We got to go hands-on with The Last Caretaker during PAX East 2025 with Co-founder Antti Ilvessuo and Community Manager Jack Pattillo. Firstly, the story is intriguing because of its setting. Being a robot whose whole purpose is to support human life in space, but being the last one around to do this.
The Last Caretaker takes place on an Earth covered in water while you are trying to find human growth chambers, find and defend resources, and send those humans to space. Its story is one that I want to learn so much more about. But it’s not a narrative-focused experience. If you wish, you can play the game without touching the story, refining the process to grow better and better humans. But the story is there if you go searching.
The world crafted in The Last Caretaker is beautifully serene. It is on a many years later Earth that’s now submerged in water, so there are a lot of questions. But exploring it is going to be a grand one. One of the first things you get is a ship that lets you explore the world. Plus, this ship acting as your base while out in the open seas opens many possibilities for success and failure, specifically with the energy component.
The robot you control runs on electricity, as do the ship’s many features, on top of fuel. Managing those energy levels and finding ways to recharge the ship’s and your batteries adds a unique challenge of survival in a way fitting for a robot surviving in this world. What makes it more fun is how that electricity can be used. Some weapons use electricity as their ammunition. As do specific machines found throughout different facilities, you come across. In The Last Caretaker, you can use the energy directly from your robot to fuel these devices or your weapons. It’ll run your juice out faster, but having the option to leech from yourself in a pinch is pretty ingenious.
The most exciting part of The Last Caretaker is the world itself.
As someone who isn’t usually a fan of survival games, particularly because they feel aimless in an ever-expanding world, Ilvessuo confirmed that the world you’re exploring in The Last Caretaker is set.
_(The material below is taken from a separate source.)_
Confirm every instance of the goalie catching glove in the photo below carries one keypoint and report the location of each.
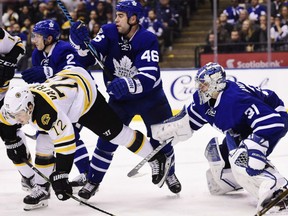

It’s not procedurally generated, it doesn’t go on forever. And you have missions to complete to reach the ultimate goal of sending new humans to space. All those hints and key lore bits about this world are findable. Not by chance, but by sheer will to explore what this world has for you to find.
So, where does the survival aspect come into play? Well, alien-like creatures will try to attack you in many of the outposts and on the ocean. These leech-like creatures will hop on your ship at night to latch on to you. You’ll need lights on your ship to scare them off. Or on yourself, which drains extra electricity, as a deterrent.
Ilvessuo showed off a particularly creepy nest of bug-like beings, and it would be terrifying to come across them. Plus, defensive robots are protecting something you need to defeat to get around. From what was shown, the gunplay looked sharp. And with the variety of guns, finding strategies to remove each threat will be an intriguing challenge.
Then there is the crafting aspect in The Last Caretaker. Having such a daunting task, you’ll need to craft survival items and new machines to help your mission. And it works well in such an abandoned techno-future. Especially with a tool and machines that can break down just about anything you find (except walls), finding the amount of resources needed to create fuel lines and machinery isn’t such a tough ask.
Plus, breaking down items makes sense in terms of what they give. For example, destroying a tire will give you rubber components. Breaking down a decommissioned robot will give you machine parts and wiring. So, if you know what you need, you’ll just have to find the items that will give it, and they are bountiful, too.
Even with the early look, The Last Caretaker looks very promising, especially for those who are interested in this particular world and all the questions it poses, like, “Are humans still out there?” or “Why am I the last robot left who woke up so late?” The Channel 37 team is doing a lot right, like having a set world to explore that is very vast and interconnected, which would be a great introduction to the survival genre.
The Last Caretaker is coming in Summer 2025 to PC.